How I learned about financial discipline through SIPs
Updated: Jan 23
I have a confession to make. My idea of saving was to keep my money in my savings bank account. The most adventurous I could be was Fixed Deposits. But today, I cannot even explain how foolish I feel when I see how much money I have lost by just letting it sit idle.
Let me explain – I wanted to have ₹ 2,00,000 for personal expenses and gift shopping on my honeymoon. I had more than that in my savings account, just sitting, making me feel good, and felt confident that I could just withdraw it and spend it. But when I did the math, I saw that if I had invested a small amount every month through SIPs, I could have got ₹2,00,000 after saving only ₹1,87,368 over the year or to break it down, by saving approximately ₹ 15,614 per month for 12 months. I lost almost ₹ 12,000 which I could have earned through sensible investing.
What are SIPs
So now you would probably be wanting to know what SIPs are. Well, to put it very simply, SIPs are nothing but a process. SIPs or Systematic Investment Plans are exactly that – they are a systematic way of investing your money, at your convenience and on your terms. You need to just decide how much money you want to invest every month and systematically, this money will get deducted from your account and invested in different kinds of mutual funds. The best thing about SIPs is that the money is invested based on your needs. You could choose either liquid funds (best for short-term goals) or equity funds (where you put in money for a longer duration for better growth).

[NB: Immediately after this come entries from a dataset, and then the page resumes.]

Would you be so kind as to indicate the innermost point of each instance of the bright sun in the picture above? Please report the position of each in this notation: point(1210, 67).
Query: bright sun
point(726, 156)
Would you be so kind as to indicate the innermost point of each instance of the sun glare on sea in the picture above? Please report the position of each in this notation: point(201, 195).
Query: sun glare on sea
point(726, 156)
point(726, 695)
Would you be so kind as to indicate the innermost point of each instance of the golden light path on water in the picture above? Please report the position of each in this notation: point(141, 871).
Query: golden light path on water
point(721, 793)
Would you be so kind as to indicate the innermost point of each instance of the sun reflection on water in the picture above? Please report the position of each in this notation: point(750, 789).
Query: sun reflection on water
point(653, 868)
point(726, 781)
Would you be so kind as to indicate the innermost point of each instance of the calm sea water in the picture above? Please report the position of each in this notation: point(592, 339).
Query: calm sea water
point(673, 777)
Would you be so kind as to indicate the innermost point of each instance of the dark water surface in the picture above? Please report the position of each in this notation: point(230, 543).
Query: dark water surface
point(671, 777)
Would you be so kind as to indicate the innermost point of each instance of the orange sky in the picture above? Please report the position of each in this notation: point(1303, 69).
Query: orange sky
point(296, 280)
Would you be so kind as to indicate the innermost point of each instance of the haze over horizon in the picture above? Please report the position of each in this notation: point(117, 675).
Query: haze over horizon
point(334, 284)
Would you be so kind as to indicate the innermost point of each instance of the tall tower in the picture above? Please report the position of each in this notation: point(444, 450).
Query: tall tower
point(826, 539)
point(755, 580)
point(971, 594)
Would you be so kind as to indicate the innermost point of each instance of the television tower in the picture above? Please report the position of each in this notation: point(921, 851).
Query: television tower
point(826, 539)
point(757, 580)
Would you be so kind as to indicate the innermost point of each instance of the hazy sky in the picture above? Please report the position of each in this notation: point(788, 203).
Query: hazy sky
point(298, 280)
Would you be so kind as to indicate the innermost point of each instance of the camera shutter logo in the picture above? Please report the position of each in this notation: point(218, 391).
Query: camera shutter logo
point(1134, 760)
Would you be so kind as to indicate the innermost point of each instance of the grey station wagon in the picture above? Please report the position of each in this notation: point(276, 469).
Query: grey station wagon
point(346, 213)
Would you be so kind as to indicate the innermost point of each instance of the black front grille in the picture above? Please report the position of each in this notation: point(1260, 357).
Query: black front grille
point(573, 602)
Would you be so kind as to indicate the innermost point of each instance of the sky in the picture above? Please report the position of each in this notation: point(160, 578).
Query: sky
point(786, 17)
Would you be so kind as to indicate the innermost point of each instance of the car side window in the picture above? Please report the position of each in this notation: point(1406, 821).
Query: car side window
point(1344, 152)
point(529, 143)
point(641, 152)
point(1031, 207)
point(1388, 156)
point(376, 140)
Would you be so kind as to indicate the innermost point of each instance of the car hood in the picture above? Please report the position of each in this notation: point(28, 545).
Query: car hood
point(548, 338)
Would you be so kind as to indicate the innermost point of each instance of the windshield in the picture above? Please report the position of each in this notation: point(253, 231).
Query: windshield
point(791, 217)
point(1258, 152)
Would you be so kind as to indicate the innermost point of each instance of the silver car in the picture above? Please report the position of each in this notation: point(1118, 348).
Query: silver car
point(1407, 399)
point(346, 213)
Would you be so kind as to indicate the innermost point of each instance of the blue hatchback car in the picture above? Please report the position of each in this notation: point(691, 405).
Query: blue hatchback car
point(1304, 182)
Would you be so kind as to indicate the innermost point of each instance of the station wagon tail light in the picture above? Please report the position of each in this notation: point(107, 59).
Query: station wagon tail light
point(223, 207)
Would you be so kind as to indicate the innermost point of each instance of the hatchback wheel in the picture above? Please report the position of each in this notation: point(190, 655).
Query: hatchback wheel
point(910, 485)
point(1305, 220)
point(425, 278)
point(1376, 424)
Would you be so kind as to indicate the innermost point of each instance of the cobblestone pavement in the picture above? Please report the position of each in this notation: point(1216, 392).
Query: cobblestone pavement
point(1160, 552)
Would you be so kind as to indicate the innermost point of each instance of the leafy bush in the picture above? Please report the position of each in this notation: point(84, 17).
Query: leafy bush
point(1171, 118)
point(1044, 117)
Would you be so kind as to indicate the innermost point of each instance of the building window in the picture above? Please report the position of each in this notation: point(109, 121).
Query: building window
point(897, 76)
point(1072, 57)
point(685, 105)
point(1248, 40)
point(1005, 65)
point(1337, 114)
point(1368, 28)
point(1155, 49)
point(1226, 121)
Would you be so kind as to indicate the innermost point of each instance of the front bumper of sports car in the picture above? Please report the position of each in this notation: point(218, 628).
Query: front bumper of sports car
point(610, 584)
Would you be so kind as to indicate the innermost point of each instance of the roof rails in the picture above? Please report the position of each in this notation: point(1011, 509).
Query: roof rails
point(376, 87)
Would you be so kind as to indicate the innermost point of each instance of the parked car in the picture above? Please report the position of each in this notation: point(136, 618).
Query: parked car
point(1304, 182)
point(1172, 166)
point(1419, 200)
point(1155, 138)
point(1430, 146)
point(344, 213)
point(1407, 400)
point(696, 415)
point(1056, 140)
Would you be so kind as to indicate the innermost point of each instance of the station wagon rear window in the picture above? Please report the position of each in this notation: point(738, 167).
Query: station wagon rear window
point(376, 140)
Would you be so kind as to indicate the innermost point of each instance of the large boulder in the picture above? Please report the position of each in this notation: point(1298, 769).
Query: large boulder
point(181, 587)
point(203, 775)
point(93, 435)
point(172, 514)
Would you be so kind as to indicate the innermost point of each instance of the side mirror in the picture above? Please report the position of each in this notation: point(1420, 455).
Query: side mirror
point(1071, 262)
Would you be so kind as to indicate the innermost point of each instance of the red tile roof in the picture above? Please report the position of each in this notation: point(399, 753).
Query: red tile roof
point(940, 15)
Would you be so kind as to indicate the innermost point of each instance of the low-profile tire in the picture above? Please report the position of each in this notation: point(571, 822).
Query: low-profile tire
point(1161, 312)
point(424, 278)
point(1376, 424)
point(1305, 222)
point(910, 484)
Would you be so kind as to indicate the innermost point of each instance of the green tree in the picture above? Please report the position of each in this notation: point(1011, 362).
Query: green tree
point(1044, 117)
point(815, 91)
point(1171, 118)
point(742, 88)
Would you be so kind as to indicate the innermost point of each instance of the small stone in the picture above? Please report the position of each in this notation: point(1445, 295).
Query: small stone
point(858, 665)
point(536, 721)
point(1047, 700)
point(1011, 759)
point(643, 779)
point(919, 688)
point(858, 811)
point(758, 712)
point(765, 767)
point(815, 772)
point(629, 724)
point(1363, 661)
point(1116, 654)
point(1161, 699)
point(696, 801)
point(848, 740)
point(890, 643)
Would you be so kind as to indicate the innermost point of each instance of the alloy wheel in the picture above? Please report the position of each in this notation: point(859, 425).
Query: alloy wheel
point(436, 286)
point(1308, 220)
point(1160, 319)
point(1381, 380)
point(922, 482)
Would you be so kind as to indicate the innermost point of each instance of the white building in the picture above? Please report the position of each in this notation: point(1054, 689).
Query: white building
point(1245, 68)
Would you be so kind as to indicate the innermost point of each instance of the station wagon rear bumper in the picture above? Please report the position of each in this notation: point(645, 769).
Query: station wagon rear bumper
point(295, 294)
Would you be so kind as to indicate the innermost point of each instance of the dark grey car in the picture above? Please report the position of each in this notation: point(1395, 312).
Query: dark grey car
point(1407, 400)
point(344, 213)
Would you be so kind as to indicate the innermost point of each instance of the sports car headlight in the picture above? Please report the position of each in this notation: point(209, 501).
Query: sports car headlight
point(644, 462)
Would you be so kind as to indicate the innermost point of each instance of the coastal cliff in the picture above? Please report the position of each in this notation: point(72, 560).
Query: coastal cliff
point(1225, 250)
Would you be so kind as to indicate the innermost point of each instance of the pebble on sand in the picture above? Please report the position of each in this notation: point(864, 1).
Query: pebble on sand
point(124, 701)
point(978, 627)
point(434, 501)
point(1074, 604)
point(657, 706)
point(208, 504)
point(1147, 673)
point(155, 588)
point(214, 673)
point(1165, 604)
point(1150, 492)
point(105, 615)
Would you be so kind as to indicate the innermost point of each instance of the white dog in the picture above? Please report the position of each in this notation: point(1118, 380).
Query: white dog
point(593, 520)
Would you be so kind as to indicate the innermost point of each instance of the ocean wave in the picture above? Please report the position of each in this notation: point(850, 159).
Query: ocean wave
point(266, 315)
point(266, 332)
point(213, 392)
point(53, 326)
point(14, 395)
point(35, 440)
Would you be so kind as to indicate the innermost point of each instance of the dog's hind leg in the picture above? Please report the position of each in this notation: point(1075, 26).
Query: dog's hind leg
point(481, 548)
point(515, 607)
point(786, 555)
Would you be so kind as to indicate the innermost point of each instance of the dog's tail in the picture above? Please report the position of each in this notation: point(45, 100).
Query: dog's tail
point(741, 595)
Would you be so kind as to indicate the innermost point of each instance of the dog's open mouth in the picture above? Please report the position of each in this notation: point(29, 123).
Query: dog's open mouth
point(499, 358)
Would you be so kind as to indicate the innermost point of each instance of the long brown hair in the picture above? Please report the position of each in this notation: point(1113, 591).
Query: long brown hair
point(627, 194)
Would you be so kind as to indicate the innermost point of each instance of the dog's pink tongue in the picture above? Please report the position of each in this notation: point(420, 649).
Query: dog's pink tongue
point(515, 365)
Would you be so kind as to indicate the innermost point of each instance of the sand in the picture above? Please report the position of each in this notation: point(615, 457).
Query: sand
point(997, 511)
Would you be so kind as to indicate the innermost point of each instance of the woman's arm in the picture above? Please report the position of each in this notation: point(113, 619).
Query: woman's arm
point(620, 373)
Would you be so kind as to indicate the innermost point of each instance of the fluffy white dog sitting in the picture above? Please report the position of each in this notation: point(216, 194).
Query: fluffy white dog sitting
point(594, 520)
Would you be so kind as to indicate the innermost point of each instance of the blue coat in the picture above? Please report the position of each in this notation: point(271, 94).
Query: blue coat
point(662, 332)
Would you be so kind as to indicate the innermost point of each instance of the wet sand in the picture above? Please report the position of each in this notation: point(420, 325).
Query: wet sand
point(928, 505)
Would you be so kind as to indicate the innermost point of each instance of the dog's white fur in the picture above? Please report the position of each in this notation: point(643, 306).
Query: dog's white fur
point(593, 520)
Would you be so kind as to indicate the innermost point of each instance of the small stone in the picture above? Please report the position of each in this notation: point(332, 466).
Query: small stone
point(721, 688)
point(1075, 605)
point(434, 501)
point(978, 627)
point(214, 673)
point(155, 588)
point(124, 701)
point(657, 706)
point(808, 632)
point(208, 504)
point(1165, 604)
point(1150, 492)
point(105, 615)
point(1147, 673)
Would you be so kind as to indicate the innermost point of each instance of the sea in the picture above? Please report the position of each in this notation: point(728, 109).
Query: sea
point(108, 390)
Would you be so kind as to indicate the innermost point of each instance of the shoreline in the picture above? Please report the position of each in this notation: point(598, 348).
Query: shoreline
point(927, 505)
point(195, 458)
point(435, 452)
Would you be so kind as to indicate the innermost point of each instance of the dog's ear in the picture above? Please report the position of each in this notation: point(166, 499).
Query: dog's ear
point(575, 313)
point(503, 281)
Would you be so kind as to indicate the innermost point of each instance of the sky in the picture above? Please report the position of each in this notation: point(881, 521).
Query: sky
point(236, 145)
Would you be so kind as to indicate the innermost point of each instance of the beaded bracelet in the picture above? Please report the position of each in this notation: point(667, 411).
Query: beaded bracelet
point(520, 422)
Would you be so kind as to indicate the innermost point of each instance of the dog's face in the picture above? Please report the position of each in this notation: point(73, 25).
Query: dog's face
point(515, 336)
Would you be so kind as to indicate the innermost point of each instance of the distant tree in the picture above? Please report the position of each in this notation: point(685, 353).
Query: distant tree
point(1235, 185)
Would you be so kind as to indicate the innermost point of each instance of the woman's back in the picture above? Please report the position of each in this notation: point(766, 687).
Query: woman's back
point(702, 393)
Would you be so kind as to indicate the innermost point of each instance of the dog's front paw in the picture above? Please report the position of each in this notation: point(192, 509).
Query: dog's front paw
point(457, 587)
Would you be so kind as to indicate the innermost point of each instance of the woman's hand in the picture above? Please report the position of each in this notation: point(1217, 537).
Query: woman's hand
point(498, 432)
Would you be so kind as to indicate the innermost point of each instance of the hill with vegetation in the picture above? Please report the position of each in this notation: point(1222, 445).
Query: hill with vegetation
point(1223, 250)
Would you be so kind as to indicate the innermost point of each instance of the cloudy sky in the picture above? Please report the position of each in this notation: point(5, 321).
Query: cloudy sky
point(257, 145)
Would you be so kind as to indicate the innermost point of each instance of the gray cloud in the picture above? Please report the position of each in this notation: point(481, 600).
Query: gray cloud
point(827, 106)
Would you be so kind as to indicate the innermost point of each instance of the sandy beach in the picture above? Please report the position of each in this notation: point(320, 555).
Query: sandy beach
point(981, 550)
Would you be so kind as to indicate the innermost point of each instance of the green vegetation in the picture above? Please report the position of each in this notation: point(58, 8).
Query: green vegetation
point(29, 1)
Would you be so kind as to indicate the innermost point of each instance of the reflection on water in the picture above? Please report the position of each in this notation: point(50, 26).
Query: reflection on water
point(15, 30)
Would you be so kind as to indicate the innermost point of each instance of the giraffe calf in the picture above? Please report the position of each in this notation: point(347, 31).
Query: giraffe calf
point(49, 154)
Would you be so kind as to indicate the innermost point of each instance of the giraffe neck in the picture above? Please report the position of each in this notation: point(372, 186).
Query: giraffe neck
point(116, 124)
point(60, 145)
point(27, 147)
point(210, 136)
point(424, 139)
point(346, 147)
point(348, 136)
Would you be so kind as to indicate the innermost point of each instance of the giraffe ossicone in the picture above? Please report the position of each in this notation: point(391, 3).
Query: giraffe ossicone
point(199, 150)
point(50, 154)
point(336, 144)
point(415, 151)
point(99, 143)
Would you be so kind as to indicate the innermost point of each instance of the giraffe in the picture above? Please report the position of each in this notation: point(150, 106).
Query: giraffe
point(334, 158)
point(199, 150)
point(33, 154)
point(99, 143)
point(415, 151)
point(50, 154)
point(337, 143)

Intrigued? Well, you should be! SIPs may prove to be the ideal way for you to start taking control of your money. You can find the right SIP for all your goals – long-term or short-term. A Recurring Deposit or Fixed Deposit earns you a certain amount of interest which is also taxable. A mutual fund through SIP, on the other hand, earns you a better rate of interest and post taxes also it is effective. How it happens is simple, the funds that your money is invested in earn through ensuring the rupee cost averaging – you buy more when the market is down and less when the market is up so you end up benefitting from the market volatility. Plus the interest is calculated on the compounded rate – every rupee you invest earns interest and the interest earns interest.
Short-term and long-term goals
Your money is invested in liquid funds which are typically Debt Funds that invest in papers that mature every 91 days. These are ideal investments for short-term goals like a dream holiday or a wardrobe overhaul. You may have separate savings account for your holiday fund, but you will earn more interest in a debt fund. So you can earmark your SIP for that Caribbean cruise with the freedom to withdraw your money whenever you want.
If you want to do some long-term investments, 5 years and beyond, you can choose a SIP into a mutual fund which is an Equity Fund.
Itching to get started? Hold your horses. First, you need to do a reality check. Define your expenses and decide how much you can save every month. A good way of doing this is to work backwards – decide how much money you need to save for your goals. It could be anything. You may want to create a corpus to fund your own venture, send your kids abroad for higher education, it could be foreign travel, you may want to plan for a pregnancy, buying a car, you might even want to save up for your own wedding. Once you know how much money you need and when you can easily figure out how much you need to save every month. Financial advisors will call this process – calculating your risk appetite and asset allocation capability. (Don’t be intimidated by jargon!) It simply means how much risk you can take and how your money must be distributed across various funds. Now that you know how much you need to save, you need to be able to manage your expenses in the rest of your salary. The financial discipline that investing in SIPs teaches is a side-effect that no amount of schooling can give you.
Picking the right SIP
You can either do your own research by comparing current mutual fund schemes and seeing their market performance and return rates for the past 3 to 5 years. You could also get on board the Basis app and can start after a simple onboarding process that requires you to submit identification and address proof. We help you understand your risk profile and based on this and the amount you want to invest – recommend a combination of SIPs. You can select the payment routine, decide the duration you want to invest for and start investing!
Bonus tip on getting started
Here’s a small tip that helped me a lot – I set my SIP instalment date as the 5th of every month. My salary is credited before the end of the previous month. I am flush with funds to invest in SIPs while simultaneously paying off my monthly within the first week. Synchronising my expenses and investments leaves me stress-free for the rest of the month and often, I end up saving more by the end of the month as I have become a more disciplined spender.